Core ConceptsArchitecture

Architecture

Lizard organizes everything you deploy into a three-level hierarchy, plus managed addons that attach to a project.

workspace
└── project
    ├── service (app)          ← built from GitHub or an upload
    ├── service (worker)       ← background job, no HTTP port
    └── addons
        ├── postgres
        ├── redis
        └── s3

Workspace

A workspace is the account or organization level. You belong to at least one, and billing, members, and projects live under it. List the ones you can access:

lizard workspace list
lizard whoami        # shows your active workspace

Many commands accept -w, --workspace <ws> to disambiguate when the same project name exists in more than one workspace.

Project

A project groups related services and addons inside a workspace. Your working directory gets linked to a project, and that link (stored in ~/.lizard/config.json) is how the CLI knows what you’re targeting.

lizard init --name my-project   # create or select a project, link the cwd
lizard link --project my-project  # link to an existing project
lizard status                   # show the current directory's link
lizard unlink                   # remove the link
lizard project list             # all projects in the workspace

Tip: Use the repo or directory name for the project, and app-style names (api, worker, web) for services.

Service

A service is a single deployable unit. Its source is one of:

  • github — a connected GitHub repo. Pushes to the tracked branch auto-redeploy.
  • upload — a tarball uploaded with lizard up.

Each running service gets its own isolated Firecracker micro-VM, a generated *.onlizard.com domain, and automatic TLS. Inspect and manage services with:

lizard ps                       # list services with status + URL
lizard service show             # full config as JSON
lizard service set <svc> --set <field>=<value>
lizard service rename --service <svc>
lizard service delete --service <svc>

Service configuration fields are flat and map 1:1 to the wire schema (e.g. repoUrl, branch, buildCommand, startCommand, containerPort, rootDirectory). There is no build.* / deploy.* nesting. See the CLI Reference → service set for the full list.

App vs. worker services

By default a service is an HTTP app that listens on a port (default 3000) and is served at its domain. A service that doesn’t listen on a port — a queue consumer, reconciler, or polling loop — should run in worker mode by setting containerPort=0. Workers skip port injection, the reachability health check, and load-balancer registration.

Managed addons

Addons are managed Postgres, Redis, and S3-compatible storage that you provision per project:

lizard add postgres redis s3

Each addon exposes a fixed set of environment variables that your services consume by reference (${{<addon-name>.KEY}}). See Managed Addons.

Cross-resource references

Any service or addon value can be referenced from another resource’s environment using:

${{<name>.<KEY>}}

References resolve at deploy time against the target’s merged environment. They’re stored by ID, so renaming the target later doesn’t break the reference. A reference to a missing target or key resolves to an empty string (it does not fail the deploy); only circular references throw.

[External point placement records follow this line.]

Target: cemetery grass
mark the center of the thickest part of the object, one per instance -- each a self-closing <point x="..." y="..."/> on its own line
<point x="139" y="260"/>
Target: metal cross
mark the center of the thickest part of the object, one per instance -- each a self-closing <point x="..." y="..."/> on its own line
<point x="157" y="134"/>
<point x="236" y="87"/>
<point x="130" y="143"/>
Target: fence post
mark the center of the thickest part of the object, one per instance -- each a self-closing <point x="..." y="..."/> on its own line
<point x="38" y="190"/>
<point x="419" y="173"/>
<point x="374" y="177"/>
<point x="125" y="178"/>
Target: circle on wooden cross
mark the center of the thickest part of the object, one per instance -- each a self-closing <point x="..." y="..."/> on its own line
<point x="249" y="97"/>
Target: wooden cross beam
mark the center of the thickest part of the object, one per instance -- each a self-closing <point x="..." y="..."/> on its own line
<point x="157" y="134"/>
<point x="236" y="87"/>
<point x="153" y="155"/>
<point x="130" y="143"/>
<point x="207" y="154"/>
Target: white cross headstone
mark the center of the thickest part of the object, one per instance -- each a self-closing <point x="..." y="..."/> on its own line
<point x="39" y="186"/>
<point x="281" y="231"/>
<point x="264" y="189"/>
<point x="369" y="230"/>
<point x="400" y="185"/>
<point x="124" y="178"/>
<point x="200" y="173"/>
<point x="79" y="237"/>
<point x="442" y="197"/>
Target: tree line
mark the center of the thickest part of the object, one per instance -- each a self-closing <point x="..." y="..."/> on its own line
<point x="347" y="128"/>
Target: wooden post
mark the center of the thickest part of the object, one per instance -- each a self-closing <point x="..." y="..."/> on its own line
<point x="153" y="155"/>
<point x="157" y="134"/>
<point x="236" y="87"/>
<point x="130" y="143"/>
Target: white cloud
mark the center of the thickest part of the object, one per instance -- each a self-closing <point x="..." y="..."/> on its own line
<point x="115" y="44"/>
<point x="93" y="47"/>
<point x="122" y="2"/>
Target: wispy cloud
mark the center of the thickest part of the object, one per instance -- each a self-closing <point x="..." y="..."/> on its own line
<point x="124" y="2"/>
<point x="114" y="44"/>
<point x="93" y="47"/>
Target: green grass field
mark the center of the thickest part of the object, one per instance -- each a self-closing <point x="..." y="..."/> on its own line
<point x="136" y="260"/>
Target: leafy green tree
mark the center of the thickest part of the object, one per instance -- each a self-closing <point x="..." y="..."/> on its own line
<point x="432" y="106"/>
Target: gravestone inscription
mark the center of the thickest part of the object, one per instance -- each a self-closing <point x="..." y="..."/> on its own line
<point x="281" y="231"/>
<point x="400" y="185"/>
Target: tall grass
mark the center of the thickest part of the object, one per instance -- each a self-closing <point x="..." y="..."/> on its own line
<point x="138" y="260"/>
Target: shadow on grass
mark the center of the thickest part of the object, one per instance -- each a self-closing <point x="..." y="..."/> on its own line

# Wire a service to the project's Postgres
lizard secrets set DATABASE_URL='${{postgres.DATABASE_URL}}' --service api

Verify the consumer actually received the value:

lizard ssh --service api -- env | grep DATABASE_URL

Platform-injected variables

Every service automatically receives these variables (they cannot be overridden):

VariableDescription
PORTPort your app should listen on (omitted in worker mode)
LIZARD_SERVICE_NAMEThe service’s name
LIZARD_PROJECT_IDThe project ID
LIZARD_PUBLIC_DOMAINThe service’s public domain

See Environment Variables & Secrets for how these interact with your own variables and the full precedence order.